Ecco le parole dell’economista Carlo Cottarelli, che ha discusso in merito alla valutazione dei docenti: “L’unica ricchezza in un Paese che non ha tante materie prime sono le persone. Gli investimenti nella formazione sono fondamentali. Una scuola pubblica che dia opportunità a tutti è fondamentale. La scuola dovrebbe essere un livellatore di opportunità, ma non è così in Italia. Ci vogliono risorse, e saperle spendere bene e investimenti”.

“Sembra che il problema siano le classi pollaio: non ci sono classi pollaio, rispetto agli Paesi Ocse. Non abbiamo pochi insegnanti, ma insegnanti poco pagati e poco formati. Il preside dovrebbe capire quali docenti stanno facendo bene e quali no, è una cosa normale, perché questa reticenza?”.

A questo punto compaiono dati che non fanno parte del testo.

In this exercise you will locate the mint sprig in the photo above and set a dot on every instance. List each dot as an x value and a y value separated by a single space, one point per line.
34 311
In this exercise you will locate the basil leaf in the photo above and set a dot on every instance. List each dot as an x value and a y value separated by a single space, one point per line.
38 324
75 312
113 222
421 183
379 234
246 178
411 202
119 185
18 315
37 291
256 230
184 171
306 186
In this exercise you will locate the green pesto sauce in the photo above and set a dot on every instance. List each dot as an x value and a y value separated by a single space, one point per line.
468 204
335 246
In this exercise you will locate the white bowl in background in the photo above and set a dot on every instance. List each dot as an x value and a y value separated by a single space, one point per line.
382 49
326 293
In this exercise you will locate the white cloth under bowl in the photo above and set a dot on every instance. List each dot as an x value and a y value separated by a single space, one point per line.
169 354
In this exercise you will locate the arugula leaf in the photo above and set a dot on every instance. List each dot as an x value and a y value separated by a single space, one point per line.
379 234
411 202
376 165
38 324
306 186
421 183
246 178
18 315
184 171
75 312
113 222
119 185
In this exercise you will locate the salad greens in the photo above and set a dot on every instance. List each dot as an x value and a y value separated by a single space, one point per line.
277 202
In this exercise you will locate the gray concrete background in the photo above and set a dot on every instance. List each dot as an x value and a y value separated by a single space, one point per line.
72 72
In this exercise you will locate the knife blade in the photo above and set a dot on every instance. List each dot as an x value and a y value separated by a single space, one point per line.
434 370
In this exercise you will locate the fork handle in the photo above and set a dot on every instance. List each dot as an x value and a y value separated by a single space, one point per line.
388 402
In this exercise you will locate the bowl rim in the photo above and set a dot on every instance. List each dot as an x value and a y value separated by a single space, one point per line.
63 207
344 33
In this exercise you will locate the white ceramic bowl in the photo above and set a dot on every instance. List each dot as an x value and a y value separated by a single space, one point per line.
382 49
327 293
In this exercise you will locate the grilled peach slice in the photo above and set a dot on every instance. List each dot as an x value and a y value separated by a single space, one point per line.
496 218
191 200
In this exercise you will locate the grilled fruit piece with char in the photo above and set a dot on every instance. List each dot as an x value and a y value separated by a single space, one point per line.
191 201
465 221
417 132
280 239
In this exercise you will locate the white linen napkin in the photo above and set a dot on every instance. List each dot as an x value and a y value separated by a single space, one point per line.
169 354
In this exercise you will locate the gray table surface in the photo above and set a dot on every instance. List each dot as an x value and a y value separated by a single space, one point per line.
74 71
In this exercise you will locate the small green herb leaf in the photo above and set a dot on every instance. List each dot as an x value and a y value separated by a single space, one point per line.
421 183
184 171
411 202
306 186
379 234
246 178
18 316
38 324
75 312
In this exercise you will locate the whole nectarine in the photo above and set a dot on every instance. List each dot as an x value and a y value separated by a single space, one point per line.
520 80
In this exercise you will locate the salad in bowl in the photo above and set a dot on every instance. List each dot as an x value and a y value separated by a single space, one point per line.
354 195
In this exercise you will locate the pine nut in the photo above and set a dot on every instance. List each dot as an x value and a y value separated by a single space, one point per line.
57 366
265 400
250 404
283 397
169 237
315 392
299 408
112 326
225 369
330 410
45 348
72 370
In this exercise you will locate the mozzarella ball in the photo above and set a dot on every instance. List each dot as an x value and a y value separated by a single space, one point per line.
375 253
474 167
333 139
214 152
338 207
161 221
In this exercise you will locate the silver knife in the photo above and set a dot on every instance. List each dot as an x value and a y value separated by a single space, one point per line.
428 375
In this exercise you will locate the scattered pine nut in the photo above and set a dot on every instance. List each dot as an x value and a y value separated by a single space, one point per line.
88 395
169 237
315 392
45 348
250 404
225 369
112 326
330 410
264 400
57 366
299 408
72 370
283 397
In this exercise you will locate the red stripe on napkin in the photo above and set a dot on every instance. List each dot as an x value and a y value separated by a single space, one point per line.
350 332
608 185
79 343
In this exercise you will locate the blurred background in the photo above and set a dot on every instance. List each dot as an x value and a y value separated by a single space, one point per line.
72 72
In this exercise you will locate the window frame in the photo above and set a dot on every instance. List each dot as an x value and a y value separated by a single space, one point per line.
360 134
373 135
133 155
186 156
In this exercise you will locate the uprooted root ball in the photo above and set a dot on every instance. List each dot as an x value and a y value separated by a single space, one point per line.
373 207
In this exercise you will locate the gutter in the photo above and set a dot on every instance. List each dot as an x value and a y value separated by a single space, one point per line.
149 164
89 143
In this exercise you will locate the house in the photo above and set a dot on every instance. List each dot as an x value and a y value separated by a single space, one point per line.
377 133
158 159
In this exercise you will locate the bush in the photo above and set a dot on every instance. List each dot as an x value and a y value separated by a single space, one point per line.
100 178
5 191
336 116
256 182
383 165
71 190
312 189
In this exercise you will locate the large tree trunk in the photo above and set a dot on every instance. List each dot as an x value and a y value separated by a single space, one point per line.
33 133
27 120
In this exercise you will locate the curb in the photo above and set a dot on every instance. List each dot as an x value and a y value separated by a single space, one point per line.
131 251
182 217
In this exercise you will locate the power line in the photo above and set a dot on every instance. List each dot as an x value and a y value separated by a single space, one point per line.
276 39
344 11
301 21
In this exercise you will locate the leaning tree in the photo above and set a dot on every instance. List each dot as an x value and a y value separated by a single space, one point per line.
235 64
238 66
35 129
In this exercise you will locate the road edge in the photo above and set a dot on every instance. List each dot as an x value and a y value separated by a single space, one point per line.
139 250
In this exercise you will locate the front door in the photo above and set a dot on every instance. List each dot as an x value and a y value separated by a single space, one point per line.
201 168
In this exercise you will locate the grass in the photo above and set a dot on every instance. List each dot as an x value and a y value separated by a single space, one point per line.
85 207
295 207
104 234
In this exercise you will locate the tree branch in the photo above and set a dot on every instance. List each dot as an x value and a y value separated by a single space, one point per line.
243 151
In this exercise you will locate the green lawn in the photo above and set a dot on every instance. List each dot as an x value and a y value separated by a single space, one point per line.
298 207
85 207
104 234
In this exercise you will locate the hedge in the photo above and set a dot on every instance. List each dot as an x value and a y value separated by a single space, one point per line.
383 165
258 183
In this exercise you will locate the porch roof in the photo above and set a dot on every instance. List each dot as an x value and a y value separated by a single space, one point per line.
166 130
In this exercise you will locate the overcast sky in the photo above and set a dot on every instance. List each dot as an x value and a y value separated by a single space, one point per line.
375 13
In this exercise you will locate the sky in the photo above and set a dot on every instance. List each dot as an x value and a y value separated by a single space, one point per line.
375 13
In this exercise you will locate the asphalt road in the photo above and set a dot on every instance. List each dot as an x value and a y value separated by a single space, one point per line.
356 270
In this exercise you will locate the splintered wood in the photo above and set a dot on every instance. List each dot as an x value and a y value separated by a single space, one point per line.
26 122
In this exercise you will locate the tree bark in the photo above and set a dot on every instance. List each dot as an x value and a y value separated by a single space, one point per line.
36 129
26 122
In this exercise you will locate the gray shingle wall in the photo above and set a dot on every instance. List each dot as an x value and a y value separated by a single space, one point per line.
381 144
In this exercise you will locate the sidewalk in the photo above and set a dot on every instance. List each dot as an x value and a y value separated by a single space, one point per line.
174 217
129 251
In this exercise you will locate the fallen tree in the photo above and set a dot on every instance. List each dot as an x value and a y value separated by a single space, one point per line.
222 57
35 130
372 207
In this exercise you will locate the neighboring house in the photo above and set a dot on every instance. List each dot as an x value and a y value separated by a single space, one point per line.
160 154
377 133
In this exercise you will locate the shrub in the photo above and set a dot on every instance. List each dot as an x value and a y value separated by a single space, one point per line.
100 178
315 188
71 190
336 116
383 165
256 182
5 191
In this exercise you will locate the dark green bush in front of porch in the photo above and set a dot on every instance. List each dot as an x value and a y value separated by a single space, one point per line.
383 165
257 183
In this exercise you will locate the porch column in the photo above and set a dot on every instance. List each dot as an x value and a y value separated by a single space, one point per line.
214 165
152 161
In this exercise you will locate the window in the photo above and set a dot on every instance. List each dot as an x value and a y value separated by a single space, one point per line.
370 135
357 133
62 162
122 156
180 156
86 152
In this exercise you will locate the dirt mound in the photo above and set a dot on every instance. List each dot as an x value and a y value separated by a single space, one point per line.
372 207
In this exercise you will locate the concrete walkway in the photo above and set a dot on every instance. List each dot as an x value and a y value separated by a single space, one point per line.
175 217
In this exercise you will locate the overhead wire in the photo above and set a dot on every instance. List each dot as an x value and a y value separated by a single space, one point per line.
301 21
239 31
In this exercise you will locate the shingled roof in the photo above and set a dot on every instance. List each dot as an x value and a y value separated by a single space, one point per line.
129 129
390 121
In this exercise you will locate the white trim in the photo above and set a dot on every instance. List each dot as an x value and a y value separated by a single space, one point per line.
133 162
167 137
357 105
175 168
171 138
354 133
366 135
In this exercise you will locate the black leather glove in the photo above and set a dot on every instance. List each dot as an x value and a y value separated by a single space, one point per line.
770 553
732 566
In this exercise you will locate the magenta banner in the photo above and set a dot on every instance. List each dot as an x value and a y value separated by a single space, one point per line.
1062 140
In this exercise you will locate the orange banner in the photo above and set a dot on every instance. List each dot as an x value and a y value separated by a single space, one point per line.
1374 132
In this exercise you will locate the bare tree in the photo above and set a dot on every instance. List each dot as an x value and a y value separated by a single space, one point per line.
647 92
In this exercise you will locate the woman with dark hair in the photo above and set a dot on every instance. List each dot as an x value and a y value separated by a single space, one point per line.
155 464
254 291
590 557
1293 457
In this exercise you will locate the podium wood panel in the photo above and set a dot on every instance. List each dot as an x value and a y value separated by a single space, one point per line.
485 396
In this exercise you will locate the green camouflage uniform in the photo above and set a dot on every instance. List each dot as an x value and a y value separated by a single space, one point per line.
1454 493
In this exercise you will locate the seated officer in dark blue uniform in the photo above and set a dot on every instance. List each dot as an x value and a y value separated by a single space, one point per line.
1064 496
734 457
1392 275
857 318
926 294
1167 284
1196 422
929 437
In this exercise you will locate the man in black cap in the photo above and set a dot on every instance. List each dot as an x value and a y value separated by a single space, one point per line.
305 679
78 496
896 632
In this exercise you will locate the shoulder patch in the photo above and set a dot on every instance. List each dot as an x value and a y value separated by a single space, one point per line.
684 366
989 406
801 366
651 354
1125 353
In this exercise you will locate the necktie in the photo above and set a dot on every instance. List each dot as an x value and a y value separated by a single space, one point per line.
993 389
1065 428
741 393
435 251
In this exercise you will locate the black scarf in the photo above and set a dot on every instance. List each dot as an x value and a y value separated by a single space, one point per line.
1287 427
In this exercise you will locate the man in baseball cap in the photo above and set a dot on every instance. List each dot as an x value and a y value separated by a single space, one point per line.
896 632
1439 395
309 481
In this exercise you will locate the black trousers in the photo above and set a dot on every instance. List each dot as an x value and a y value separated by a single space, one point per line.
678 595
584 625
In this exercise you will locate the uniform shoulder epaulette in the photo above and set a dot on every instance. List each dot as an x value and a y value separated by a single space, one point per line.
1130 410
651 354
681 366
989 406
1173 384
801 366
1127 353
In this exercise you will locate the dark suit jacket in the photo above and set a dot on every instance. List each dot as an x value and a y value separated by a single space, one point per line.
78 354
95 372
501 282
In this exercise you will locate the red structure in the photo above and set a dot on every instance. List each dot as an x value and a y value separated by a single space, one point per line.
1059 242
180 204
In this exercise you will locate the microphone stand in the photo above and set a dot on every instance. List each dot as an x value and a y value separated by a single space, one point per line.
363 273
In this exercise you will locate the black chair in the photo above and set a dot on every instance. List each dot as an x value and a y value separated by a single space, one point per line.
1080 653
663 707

Classi pollaio, per Azzolina è un problema grave

Di classi pollaio ha parlato qualche tempo fa l’ex ministra dell’Istruzione Lucia Azzolina: “Quando lo dicevo io, sia da parlamentare che da Ministra, mi dicevano che le classi sovraffollate non esistevano. Ma quando insegnavo io (nella scuola secondaria di secondo grado) avevo classi con almeno 27 studenti, perché la legge Gelmini prevede questo. Ciò implica insegnare in maniera uguale per tutti, sapendo che ci sono alunni che hanno tempi di apprendimento diversi, e questo crea dispersione scolastica. Se vedete i dati, la maggior parte della dispersione scolastica avviene nel passaggio tra la scuola secondaria di primo e di secondo grado. Questo significa costo per lo Stato, perché poi questi ragazzi non studiano e non lavorano”.